Hello, we’re currently looking into migrating from the depricated Assistants API to the new Responses API.
Old implementation
For our use case we made use of the creation of an Assistant via the API to make a new Assistant for each of our clients. This also made it possible to keep instructions given to an Assistant on our platform for each client.
The problem we’re facing
With the new Responses API, Prompts are the new Assistants. The problem with Prompts is that its not possible to CRUD them via an API.
Our solution
What we came up with after reading the guide, is using a single Prompt that will have variables used by each client (user data vars only), and to pass the instructions via a Response Object.
Questions:
Is there a better way to solving the problem we are facing? (Not being able to create Prompts dynamically) And is our solution a good idea?
Is there a set limit to the Response Object instructions property?
using “prompts”: completely optional (with issues because you cannot retrieve the contents to run “includes” parameters on tools correctly, or alter via API);
using “variables”: quite optional, a cache-breaking workaround to those unalterable prompts by API;
using “conversations”: completely optional (with issues because of near-unlimited input costs, you cannot clean up an expired code interpreter container and issues with tools vs reasoning, and storing unwanted response state); not meant for an initial instruction.
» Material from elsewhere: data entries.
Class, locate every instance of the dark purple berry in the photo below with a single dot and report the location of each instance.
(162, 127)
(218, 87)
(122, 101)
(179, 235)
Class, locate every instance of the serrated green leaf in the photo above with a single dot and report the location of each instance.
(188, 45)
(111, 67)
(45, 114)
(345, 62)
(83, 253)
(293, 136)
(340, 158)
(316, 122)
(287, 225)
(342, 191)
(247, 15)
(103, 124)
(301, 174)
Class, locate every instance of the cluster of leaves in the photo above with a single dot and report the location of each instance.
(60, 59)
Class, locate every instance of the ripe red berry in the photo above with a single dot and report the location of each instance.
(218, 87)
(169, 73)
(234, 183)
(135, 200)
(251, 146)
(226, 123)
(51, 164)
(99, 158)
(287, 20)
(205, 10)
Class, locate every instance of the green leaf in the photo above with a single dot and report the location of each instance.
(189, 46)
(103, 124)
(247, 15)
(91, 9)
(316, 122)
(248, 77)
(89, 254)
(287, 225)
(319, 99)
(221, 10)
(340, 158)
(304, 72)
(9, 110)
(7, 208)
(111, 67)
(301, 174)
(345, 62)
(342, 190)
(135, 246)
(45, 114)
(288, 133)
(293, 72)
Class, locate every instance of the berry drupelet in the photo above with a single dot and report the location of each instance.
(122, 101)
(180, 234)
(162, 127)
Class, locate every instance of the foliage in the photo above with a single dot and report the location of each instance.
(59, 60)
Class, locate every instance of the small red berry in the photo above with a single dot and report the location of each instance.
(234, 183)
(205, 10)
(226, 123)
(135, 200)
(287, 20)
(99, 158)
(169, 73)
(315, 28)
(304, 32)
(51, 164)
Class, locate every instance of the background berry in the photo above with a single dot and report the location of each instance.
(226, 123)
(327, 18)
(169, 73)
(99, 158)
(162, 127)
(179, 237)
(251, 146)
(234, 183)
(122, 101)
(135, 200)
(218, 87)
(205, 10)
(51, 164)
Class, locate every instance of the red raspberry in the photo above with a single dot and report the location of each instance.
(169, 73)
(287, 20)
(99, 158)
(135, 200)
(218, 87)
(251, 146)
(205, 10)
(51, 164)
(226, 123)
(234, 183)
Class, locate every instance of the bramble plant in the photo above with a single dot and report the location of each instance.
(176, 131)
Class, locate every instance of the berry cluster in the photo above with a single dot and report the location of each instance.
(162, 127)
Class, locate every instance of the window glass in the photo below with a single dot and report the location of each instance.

using “previous_response_id”: completely optional, an unmanageable state you cannot migrate out of, but from which you can branch.
even using “instructions” as an API parameter: completely optional.
You can set “store”: “false” and construct every turn with initial system/developer role messages as “instructions”, previous chat history messages you’ve retained yourself and manage in length, and then newest input, capable of being shaped by near-placement of further temporary messages, and then even every sequence of function call yourself, per API call.
“instructions” is a per-turn every-turn field inserted before any “input” messages you pass. It comes before previous input by “conversation” or “previous response ID” (where when employing the latter two, instructions are near-mandatory if you allow conversations to grow longer than model input and first messages are discarded). It is most like the instructions field of an “Assistant”, except you furnish the text each time instead of the assistant ID each time.
So solving the problems with the offered solutions is not using these turnkey proprietary generics.
Thanks for the detailed breakdown.
We’re mostly looking for a practical pattern to pass per-client instructions each turn. From your experience, is there any hidden limit or best practice for how long the instructions field can be?
I’ve got 20MB of dereferenced OpenAPI specification over here - lets see how much of it can be ingested. Encode half-a-million tokens for a million-token model perhaps?
import json, httpx, tiktoken; from pathlib import Path
INPUT_FILENAME: str = "openai.documented.yml"
MAX_TOKENS: int = 500000
def get_api_key_headers():
import os
return {"Authorization": f"Bearer {os.environ.get("OPENAI_API_KEY")}"}
try:
base_dir = Path(__file__).parent
except NameError:
base_dir = Path.cwd()
text_path = base_dir / INPUT_FILENAME
text: str = text_path.read_text(encoding="utf-8")
enc = tiktoken.get_encoding("o200k_base")
tokens: list[int] = enc.encode(text, disallowed_special=())
truncated_tokens: list[int] = tokens[:MAX_TOKENS]
doc: str = enc.decode(truncated_tokens)
payload = {
"model": "gpt-4.1-nano",
"instructions": f"Reference documentation retrieval: {doc}",
"input": "What is the topic of the documentation?",
"store": False,
"max_output_tokens": 200,
}
try:
response = httpx.post(
"https://api.openai.com/v1/responses",
json=payload,
headers={**get_api_key_headers()},
timeout=300,
)
response.raise_for_status()
assistant_texts = [
content["text"]
for output in response.json().get("output", [])
for content in output.get("content", [])
if content.get("type") == "output_text" and "text" in content
]
print("\n---\n\nCollected response text:\n" + str(assistant_texts))
print(response.json().get("usage", {}))
except:
print(
response.status_code,
json.loads(response.content.decode())["error"]["message"]
)
Nope, OpenAI is counting characters.
400 Invalid 'instructions': string too long. Expected a string with maximum length 1048576, but got a string with length 3896434 instead.
So if you’ve got under a megabyte of “instructions” for the AI to follow, <1MB of network traffic for each turn, you should be okay. The rest will have to be in more messages.